L’expulsion protège l’exploitation
La machine à déporter ne punit pas les employeurs qui volent les salaires ou menacent les personnes dont le statut migratoire dépend de leur emploi. Elle renforce plutôt leur pouvoir. Une personne qui sait qu’une plainte peut lui coûter son emploi, son statut et sa place au Canada devient plus facile à exploiter.
La loi C-12 a également élargi le pouvoir du gouvernement d’annuler ou de suspendre des groupes de documents d’immigration, tout en restreignant l’accès à la protection des personnes réfugiées. Les défaillances administratives sont ainsi transformées en armes contre des personnes qui n’ont commis aucun crime, pendant que les garanties juridiques et le droit à la protection reculent.
Stop aux expulsions—un statut pour toutes et tous
Le Canada n’a pas besoin de davantage d’arrestations et d’expulsions. Il a besoin d’un vaste programme de construction de logements publics, de services publics correctement financés, de mesures contre les employeurs et les institutions qui profitent de la précarité migratoire, ainsi que de l’abolition des permis de travail fermés.

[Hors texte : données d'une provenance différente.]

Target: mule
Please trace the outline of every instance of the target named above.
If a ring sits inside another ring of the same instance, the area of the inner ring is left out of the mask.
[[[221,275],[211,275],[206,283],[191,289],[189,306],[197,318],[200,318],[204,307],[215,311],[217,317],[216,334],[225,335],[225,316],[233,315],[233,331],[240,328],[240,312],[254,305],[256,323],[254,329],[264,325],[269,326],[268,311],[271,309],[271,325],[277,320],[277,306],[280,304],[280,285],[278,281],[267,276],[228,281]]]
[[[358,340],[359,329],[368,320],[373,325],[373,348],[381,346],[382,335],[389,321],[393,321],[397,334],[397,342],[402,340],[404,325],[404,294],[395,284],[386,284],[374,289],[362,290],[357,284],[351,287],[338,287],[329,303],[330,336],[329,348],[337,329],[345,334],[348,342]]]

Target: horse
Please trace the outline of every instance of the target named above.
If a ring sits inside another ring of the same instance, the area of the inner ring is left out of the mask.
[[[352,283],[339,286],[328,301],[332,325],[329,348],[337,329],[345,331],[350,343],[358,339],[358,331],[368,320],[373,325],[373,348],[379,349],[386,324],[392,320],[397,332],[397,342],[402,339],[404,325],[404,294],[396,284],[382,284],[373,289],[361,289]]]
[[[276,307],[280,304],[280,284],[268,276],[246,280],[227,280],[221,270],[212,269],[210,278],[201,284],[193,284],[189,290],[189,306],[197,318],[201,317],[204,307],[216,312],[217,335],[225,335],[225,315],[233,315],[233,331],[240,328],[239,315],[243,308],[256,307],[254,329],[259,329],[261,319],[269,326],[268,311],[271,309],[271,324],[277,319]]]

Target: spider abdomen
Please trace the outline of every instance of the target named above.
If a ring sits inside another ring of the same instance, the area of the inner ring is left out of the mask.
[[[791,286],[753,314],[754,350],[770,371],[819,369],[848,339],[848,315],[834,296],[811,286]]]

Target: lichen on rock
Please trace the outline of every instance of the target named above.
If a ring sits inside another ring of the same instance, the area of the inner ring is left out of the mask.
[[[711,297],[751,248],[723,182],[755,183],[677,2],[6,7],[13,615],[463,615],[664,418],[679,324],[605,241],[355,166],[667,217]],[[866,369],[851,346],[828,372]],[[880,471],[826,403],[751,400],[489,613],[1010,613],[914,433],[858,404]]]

Le Centre des travailleurs et travailleuses immigrants exige l’arrêt immédiat des expulsions, la fin des séparations familiales et la création d’un programme permanent et complet de régularisation de toutes les personnes sans statut sécuritaire. Toutes les personnes migrantes doivent obtenir un statut permanent et la liberté de changer d’employeur, de s’organiser et de défendre leurs droits.
Les personnes migrantes ne sont pas une crise dont il faudrait se débarrasser. La véritable crise, c’est un système qui profite de leur travail, puis leur fait payer les échecs des gouvernements et des employeurs.
D’après une analyse de Pitasanna Shanmugathas publiée dans JURIST le 21 août 2026, avec un éclairage particulier sur la crise des expulsions au Québec.